# Is there no graphical pkg for we desktop users to browse package conveniently?



## realneet (Feb 5, 2022)

Using pkg to update and install/uninstall is good  
but when i want to compare any programs.. suites...
it's not a good experience
so i want get some suggestions
thanks


----------



## T-Daemon (Feb 5, 2022)

There is one pkg management utility with graphical interface:

ports-mgmt/octopkg WWW: https://tintaescura.com/projects/octopkg/
Alternatives:

CLI: ports-mgmt/portal WWW: https://github.com/culot/portal#portal---front-end-to-pkg8
ports-mgmt/pkg itself: `pkg search -o -g '*' | sort | less` . Browse in specific category, e.g.: `pkg search -o -g '*' | sort | grep ^net/ | less`


----------



## mer (Feb 5, 2022)

realneet said:


> but when i want to compare any programs.. suites...

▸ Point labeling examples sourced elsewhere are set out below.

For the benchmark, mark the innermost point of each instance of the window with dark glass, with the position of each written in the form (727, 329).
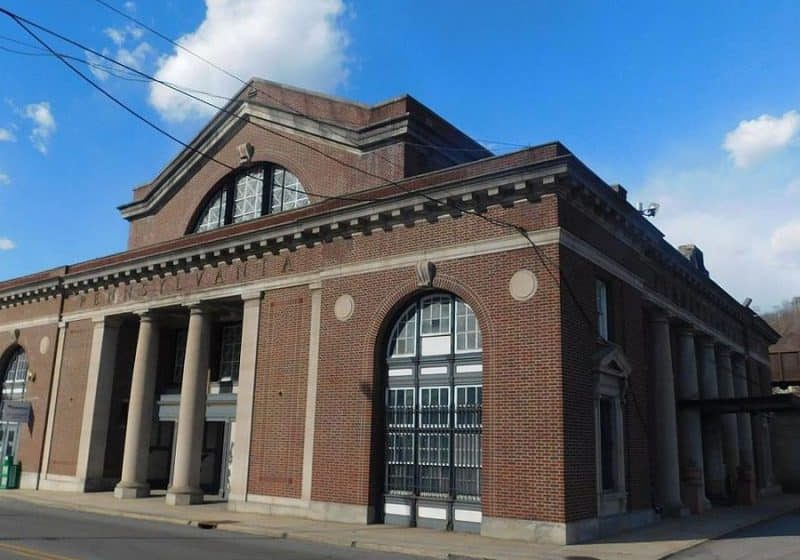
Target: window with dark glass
(256, 191)
(230, 349)
(15, 376)
(601, 299)
(608, 443)
(434, 401)
(180, 356)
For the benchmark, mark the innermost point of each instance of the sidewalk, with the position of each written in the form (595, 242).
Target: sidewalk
(657, 541)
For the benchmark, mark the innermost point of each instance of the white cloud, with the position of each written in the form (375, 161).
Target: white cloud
(97, 65)
(785, 240)
(135, 57)
(116, 35)
(45, 124)
(741, 221)
(793, 188)
(135, 32)
(300, 43)
(753, 141)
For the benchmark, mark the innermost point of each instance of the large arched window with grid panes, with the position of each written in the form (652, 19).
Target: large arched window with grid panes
(258, 190)
(433, 417)
(14, 377)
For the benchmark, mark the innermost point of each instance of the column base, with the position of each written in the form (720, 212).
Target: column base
(771, 490)
(675, 510)
(184, 496)
(132, 490)
(746, 493)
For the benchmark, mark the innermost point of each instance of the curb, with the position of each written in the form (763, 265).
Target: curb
(701, 542)
(235, 527)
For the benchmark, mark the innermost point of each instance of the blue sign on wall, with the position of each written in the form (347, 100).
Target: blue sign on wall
(15, 411)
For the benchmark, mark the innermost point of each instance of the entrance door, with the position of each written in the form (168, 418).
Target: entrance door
(211, 467)
(433, 412)
(9, 435)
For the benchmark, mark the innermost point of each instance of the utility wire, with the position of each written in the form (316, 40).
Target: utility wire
(244, 82)
(559, 278)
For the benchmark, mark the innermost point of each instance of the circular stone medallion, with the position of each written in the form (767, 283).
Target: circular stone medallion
(523, 285)
(344, 307)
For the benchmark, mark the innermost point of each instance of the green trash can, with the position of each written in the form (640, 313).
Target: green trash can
(8, 461)
(13, 476)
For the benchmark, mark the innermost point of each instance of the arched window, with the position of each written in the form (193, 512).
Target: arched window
(14, 376)
(256, 191)
(433, 402)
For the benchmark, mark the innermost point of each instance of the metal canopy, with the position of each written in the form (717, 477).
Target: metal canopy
(771, 403)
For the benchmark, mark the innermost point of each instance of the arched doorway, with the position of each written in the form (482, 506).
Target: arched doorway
(432, 427)
(14, 377)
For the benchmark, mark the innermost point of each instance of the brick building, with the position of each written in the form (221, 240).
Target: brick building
(358, 313)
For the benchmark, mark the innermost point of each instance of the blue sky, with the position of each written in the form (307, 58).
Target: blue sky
(695, 105)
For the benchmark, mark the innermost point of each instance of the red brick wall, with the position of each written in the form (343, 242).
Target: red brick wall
(522, 441)
(276, 447)
(70, 398)
(580, 345)
(318, 174)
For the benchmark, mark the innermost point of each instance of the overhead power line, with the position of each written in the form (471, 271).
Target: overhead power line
(559, 278)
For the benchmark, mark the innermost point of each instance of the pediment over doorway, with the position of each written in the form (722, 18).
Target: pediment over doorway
(611, 360)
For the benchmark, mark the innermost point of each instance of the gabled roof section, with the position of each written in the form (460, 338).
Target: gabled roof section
(288, 109)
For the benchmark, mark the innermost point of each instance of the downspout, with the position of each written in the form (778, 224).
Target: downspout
(56, 365)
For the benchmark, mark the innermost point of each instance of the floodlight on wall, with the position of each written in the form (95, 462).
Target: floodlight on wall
(246, 151)
(650, 211)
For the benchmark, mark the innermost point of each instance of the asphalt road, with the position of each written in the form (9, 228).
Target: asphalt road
(772, 540)
(29, 532)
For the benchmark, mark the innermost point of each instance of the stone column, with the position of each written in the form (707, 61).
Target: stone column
(51, 412)
(668, 485)
(691, 439)
(244, 400)
(97, 404)
(730, 429)
(712, 424)
(760, 386)
(140, 413)
(185, 487)
(311, 391)
(745, 485)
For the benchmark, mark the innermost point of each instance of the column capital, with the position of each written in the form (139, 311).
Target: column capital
(724, 351)
(248, 295)
(658, 315)
(146, 316)
(106, 321)
(197, 307)
(706, 339)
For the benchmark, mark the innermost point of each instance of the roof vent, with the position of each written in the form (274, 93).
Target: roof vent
(695, 256)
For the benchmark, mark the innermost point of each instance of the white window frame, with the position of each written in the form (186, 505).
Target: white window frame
(601, 301)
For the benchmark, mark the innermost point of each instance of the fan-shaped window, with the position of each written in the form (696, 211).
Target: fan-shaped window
(243, 196)
(14, 376)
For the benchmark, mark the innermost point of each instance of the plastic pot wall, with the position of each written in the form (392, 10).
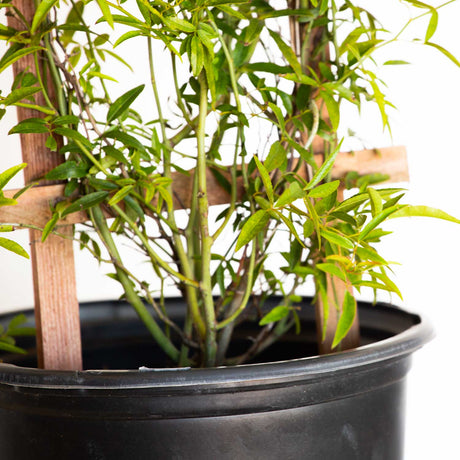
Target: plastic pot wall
(344, 406)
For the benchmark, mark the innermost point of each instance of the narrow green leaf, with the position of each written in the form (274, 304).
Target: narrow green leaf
(396, 62)
(7, 175)
(6, 228)
(376, 201)
(41, 12)
(333, 108)
(332, 269)
(292, 193)
(387, 282)
(346, 319)
(30, 125)
(127, 36)
(20, 94)
(337, 239)
(105, 10)
(279, 116)
(49, 227)
(265, 179)
(274, 315)
(375, 285)
(377, 220)
(370, 254)
(72, 134)
(324, 169)
(67, 170)
(446, 53)
(424, 211)
(432, 25)
(13, 247)
(255, 224)
(85, 202)
(182, 25)
(196, 55)
(287, 52)
(51, 143)
(324, 190)
(276, 157)
(120, 195)
(123, 103)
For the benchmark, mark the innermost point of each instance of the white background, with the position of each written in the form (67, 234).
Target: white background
(427, 94)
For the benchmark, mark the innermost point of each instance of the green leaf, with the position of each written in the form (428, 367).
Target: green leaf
(370, 254)
(332, 269)
(6, 228)
(292, 193)
(333, 108)
(423, 211)
(279, 116)
(337, 239)
(85, 202)
(268, 67)
(376, 201)
(324, 169)
(196, 55)
(51, 143)
(396, 62)
(442, 50)
(377, 220)
(287, 52)
(379, 286)
(255, 224)
(72, 134)
(30, 125)
(346, 319)
(49, 227)
(127, 36)
(41, 12)
(433, 25)
(274, 315)
(7, 175)
(265, 179)
(122, 193)
(13, 247)
(323, 190)
(123, 103)
(19, 94)
(182, 25)
(67, 170)
(391, 286)
(126, 139)
(105, 10)
(276, 157)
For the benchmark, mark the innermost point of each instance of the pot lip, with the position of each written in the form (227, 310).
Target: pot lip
(310, 368)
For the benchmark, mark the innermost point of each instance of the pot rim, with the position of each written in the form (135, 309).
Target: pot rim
(309, 368)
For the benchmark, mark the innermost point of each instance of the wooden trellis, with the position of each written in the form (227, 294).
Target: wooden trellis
(56, 305)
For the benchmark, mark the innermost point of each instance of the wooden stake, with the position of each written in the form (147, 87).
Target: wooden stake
(56, 305)
(336, 290)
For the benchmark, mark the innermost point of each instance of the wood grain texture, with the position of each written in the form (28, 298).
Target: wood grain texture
(56, 305)
(33, 206)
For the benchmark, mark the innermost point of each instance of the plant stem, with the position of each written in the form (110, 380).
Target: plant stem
(206, 239)
(132, 297)
(192, 298)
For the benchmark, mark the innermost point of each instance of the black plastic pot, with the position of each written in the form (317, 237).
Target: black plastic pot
(343, 406)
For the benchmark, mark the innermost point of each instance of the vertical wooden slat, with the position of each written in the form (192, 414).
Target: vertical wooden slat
(56, 305)
(336, 288)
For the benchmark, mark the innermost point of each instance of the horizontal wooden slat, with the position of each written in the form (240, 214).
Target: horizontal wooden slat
(33, 206)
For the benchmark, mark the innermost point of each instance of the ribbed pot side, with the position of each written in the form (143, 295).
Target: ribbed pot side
(344, 406)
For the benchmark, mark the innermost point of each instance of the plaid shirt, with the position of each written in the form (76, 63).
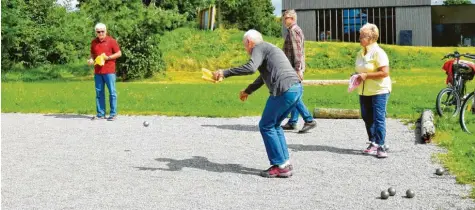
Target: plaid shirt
(294, 47)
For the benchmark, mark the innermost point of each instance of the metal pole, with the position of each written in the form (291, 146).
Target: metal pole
(349, 35)
(373, 16)
(342, 25)
(392, 25)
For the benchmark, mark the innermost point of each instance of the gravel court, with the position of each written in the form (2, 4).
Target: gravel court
(70, 162)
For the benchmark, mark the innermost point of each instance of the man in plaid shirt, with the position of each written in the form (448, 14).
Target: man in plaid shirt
(294, 50)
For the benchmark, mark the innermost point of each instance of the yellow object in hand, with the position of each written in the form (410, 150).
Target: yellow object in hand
(100, 60)
(208, 76)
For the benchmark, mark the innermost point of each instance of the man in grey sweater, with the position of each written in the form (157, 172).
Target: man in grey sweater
(285, 89)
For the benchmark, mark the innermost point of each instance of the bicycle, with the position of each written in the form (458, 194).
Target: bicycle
(450, 99)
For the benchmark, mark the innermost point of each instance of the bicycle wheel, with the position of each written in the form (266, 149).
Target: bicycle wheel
(467, 114)
(448, 102)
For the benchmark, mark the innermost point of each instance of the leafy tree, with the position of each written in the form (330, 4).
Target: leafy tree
(40, 32)
(457, 2)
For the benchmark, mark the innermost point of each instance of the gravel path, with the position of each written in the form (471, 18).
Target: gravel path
(70, 162)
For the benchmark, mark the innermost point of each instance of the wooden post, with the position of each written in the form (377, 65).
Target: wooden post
(427, 125)
(330, 113)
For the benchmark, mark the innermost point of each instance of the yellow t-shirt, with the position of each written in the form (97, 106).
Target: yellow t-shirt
(374, 59)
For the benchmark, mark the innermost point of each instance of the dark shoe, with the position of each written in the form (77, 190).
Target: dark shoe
(112, 118)
(98, 118)
(275, 171)
(289, 127)
(307, 126)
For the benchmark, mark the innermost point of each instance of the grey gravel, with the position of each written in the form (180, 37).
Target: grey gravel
(70, 162)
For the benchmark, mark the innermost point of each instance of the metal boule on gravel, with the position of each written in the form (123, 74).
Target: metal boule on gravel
(392, 191)
(439, 171)
(410, 193)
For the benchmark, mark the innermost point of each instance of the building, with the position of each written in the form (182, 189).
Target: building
(401, 22)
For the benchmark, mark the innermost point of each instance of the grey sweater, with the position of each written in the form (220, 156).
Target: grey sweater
(274, 68)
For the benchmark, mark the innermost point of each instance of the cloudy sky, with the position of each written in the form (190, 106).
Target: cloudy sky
(278, 7)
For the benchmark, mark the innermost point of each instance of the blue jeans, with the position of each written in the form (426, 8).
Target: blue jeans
(373, 112)
(302, 110)
(100, 80)
(276, 110)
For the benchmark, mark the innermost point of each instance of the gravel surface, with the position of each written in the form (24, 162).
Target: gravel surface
(70, 162)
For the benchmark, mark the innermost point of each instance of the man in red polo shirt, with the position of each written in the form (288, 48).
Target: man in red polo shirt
(105, 74)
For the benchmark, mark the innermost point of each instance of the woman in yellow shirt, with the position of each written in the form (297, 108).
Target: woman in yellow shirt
(372, 66)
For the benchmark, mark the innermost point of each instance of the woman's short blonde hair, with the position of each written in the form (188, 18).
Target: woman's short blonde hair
(371, 31)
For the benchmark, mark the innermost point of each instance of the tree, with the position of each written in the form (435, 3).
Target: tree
(457, 2)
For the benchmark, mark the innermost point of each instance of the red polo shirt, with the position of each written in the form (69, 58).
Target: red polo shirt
(108, 46)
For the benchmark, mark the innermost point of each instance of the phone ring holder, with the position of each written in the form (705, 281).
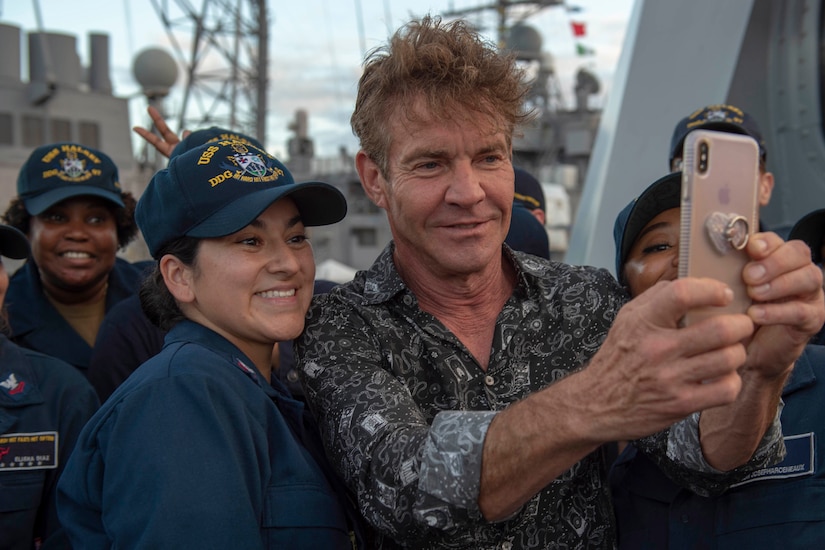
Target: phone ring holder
(727, 231)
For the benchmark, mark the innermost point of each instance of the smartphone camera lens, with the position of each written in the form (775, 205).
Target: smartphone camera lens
(703, 157)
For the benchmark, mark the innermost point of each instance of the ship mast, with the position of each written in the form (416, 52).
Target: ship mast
(222, 46)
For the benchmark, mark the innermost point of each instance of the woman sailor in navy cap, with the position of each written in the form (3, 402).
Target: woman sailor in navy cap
(196, 449)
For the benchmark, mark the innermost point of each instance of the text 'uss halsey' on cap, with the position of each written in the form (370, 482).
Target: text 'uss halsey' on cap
(58, 171)
(725, 118)
(219, 188)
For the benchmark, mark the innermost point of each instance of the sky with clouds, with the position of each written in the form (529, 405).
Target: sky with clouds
(317, 46)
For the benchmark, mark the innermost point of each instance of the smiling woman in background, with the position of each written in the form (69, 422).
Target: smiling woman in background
(77, 217)
(201, 447)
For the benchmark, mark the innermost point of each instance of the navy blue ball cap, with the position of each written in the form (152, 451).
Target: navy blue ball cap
(811, 229)
(528, 191)
(219, 188)
(527, 234)
(724, 118)
(13, 243)
(663, 194)
(58, 171)
(208, 135)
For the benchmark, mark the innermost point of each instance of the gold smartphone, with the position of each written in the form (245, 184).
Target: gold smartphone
(720, 180)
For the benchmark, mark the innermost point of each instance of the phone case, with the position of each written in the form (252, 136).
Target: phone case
(720, 180)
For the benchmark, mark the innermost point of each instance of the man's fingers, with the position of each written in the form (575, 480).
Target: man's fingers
(668, 301)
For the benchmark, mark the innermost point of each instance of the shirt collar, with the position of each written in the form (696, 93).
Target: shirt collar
(382, 280)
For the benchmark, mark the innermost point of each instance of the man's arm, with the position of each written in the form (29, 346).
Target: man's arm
(647, 375)
(788, 309)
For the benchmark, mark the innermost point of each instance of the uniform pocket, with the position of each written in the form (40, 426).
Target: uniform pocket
(766, 512)
(304, 516)
(21, 490)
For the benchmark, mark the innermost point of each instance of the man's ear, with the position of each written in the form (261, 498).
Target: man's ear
(178, 278)
(765, 188)
(371, 179)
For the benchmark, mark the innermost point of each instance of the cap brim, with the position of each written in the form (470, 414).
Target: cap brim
(318, 203)
(13, 243)
(661, 195)
(43, 201)
(811, 228)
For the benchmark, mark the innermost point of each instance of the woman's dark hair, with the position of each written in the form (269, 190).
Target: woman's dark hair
(157, 302)
(17, 216)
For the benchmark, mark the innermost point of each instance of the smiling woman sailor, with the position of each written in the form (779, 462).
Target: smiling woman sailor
(44, 403)
(231, 461)
(71, 206)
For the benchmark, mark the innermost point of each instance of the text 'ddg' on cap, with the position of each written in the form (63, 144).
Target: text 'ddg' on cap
(219, 188)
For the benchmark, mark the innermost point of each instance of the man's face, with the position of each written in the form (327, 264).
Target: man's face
(654, 256)
(449, 193)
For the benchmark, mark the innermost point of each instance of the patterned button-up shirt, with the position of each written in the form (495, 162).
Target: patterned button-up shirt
(404, 407)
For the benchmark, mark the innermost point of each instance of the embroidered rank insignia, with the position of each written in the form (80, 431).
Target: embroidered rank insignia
(28, 451)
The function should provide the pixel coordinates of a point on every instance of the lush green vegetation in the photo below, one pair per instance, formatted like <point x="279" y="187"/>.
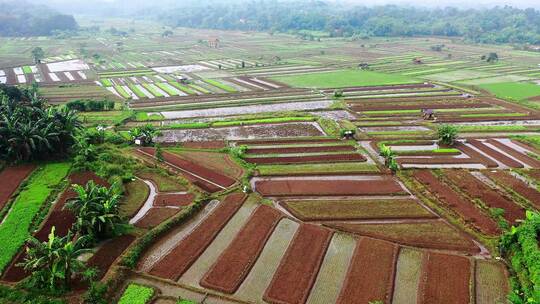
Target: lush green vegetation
<point x="520" y="247"/>
<point x="15" y="228"/>
<point x="343" y="78"/>
<point x="136" y="294"/>
<point x="29" y="130"/>
<point x="496" y="25"/>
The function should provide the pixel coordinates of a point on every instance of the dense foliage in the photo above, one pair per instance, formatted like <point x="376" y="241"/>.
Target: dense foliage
<point x="496" y="25"/>
<point x="30" y="130"/>
<point x="24" y="19"/>
<point x="520" y="247"/>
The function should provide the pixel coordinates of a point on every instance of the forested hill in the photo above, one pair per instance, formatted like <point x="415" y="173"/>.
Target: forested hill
<point x="24" y="19"/>
<point x="495" y="25"/>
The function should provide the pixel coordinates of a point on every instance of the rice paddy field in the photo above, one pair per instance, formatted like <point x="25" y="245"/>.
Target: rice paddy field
<point x="270" y="183"/>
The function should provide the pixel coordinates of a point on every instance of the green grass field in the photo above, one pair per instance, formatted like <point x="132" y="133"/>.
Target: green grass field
<point x="513" y="90"/>
<point x="343" y="78"/>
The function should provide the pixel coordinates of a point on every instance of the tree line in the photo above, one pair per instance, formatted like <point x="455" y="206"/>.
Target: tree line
<point x="24" y="19"/>
<point x="495" y="25"/>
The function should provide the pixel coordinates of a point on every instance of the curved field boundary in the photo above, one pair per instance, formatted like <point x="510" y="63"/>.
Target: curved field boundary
<point x="11" y="178"/>
<point x="234" y="264"/>
<point x="512" y="183"/>
<point x="294" y="278"/>
<point x="328" y="187"/>
<point x="345" y="210"/>
<point x="491" y="282"/>
<point x="445" y="279"/>
<point x="514" y="153"/>
<point x="466" y="210"/>
<point x="510" y="162"/>
<point x="478" y="190"/>
<point x="178" y="261"/>
<point x="407" y="278"/>
<point x="429" y="234"/>
<point x="371" y="273"/>
<point x="173" y="199"/>
<point x="307" y="159"/>
<point x="307" y="149"/>
<point x="59" y="218"/>
<point x="203" y="174"/>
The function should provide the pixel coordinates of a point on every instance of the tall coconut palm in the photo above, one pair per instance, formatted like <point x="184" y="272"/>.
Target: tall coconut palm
<point x="52" y="264"/>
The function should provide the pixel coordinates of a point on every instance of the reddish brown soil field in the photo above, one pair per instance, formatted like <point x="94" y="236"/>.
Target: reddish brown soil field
<point x="507" y="180"/>
<point x="278" y="150"/>
<point x="195" y="173"/>
<point x="294" y="278"/>
<point x="463" y="207"/>
<point x="475" y="155"/>
<point x="516" y="154"/>
<point x="430" y="234"/>
<point x="173" y="200"/>
<point x="355" y="157"/>
<point x="156" y="216"/>
<point x="328" y="187"/>
<point x="478" y="190"/>
<point x="371" y="273"/>
<point x="236" y="261"/>
<point x="495" y="154"/>
<point x="287" y="141"/>
<point x="11" y="178"/>
<point x="178" y="261"/>
<point x="445" y="279"/>
<point x="59" y="218"/>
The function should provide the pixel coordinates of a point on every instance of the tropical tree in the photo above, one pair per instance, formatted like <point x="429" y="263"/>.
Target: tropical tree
<point x="53" y="263"/>
<point x="96" y="209"/>
<point x="447" y="134"/>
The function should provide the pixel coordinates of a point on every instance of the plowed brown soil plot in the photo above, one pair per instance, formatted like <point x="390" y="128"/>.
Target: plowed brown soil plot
<point x="307" y="149"/>
<point x="193" y="171"/>
<point x="59" y="218"/>
<point x="176" y="262"/>
<point x="11" y="178"/>
<point x="445" y="279"/>
<point x="495" y="154"/>
<point x="299" y="267"/>
<point x="236" y="261"/>
<point x="328" y="187"/>
<point x="520" y="187"/>
<point x="478" y="190"/>
<point x="343" y="210"/>
<point x="156" y="216"/>
<point x="429" y="234"/>
<point x="477" y="156"/>
<point x="371" y="273"/>
<point x="307" y="159"/>
<point x="466" y="209"/>
<point x="516" y="154"/>
<point x="172" y="199"/>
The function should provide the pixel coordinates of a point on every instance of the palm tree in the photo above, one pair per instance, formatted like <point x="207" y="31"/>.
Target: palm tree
<point x="53" y="263"/>
<point x="96" y="209"/>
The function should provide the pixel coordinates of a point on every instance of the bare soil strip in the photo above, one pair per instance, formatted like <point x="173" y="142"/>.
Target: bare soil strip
<point x="495" y="154"/>
<point x="514" y="153"/>
<point x="371" y="273"/>
<point x="11" y="178"/>
<point x="445" y="279"/>
<point x="478" y="190"/>
<point x="466" y="210"/>
<point x="520" y="187"/>
<point x="298" y="269"/>
<point x="236" y="261"/>
<point x="178" y="261"/>
<point x="355" y="157"/>
<point x="328" y="187"/>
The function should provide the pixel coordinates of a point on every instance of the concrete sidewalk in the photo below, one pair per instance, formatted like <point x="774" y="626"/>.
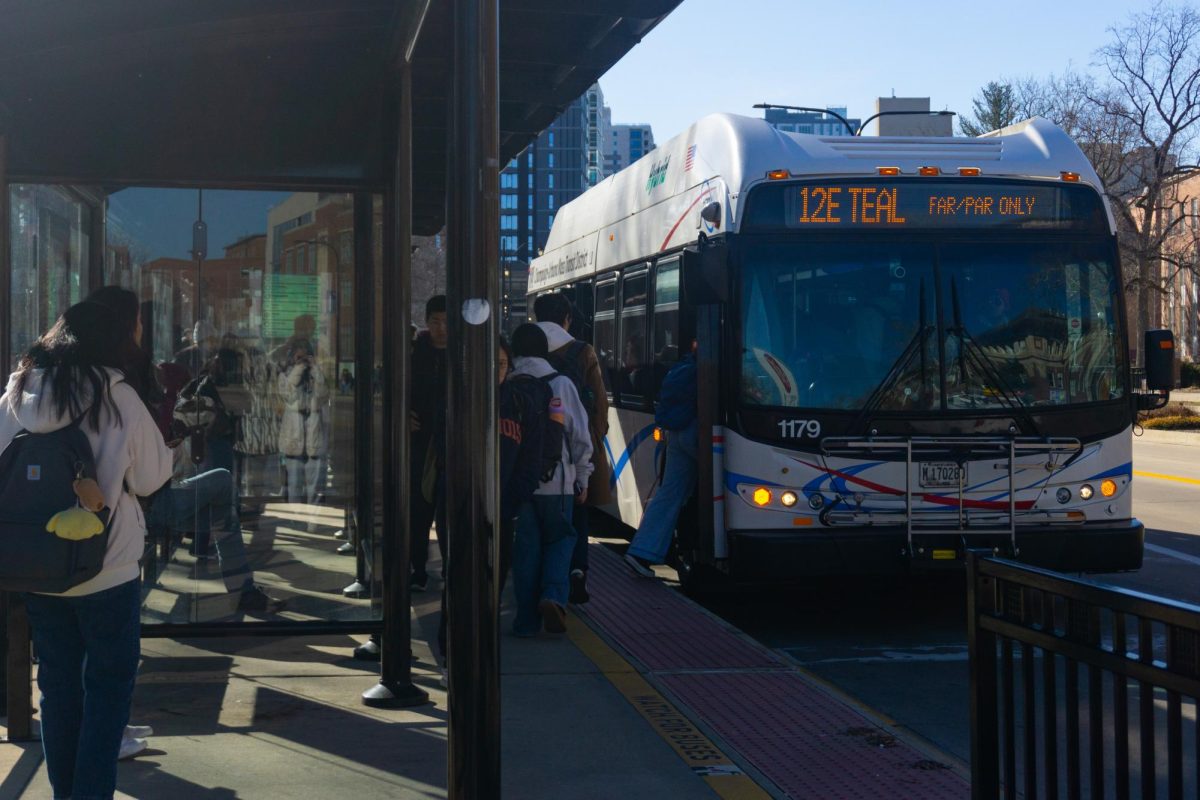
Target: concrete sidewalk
<point x="256" y="717"/>
<point x="648" y="696"/>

What exactly do you mean by this? 
There is an extensive Web interface that gives you a lot of information









						About FreeBSD Ports
					

FreeBSD is an operating system used to power modern servers, desktops, and embedded platforms.




					www.freebsd.org


----------



## grahamperrin@ (Feb 6, 2022)

realneet welcome to FreeBSD Forums.

FreshPorts offers a richer experience than the FreeBSD-provided page:


  

No inline screenshots, if that's what you had in mind, but there are links out to home pages and much more.

More importantly: FreshPorts allows you to chase a bug with your pointer. 

Last but not least: the developer of FreshPorts is consistently good-humoured in response to unbridled criticism


----------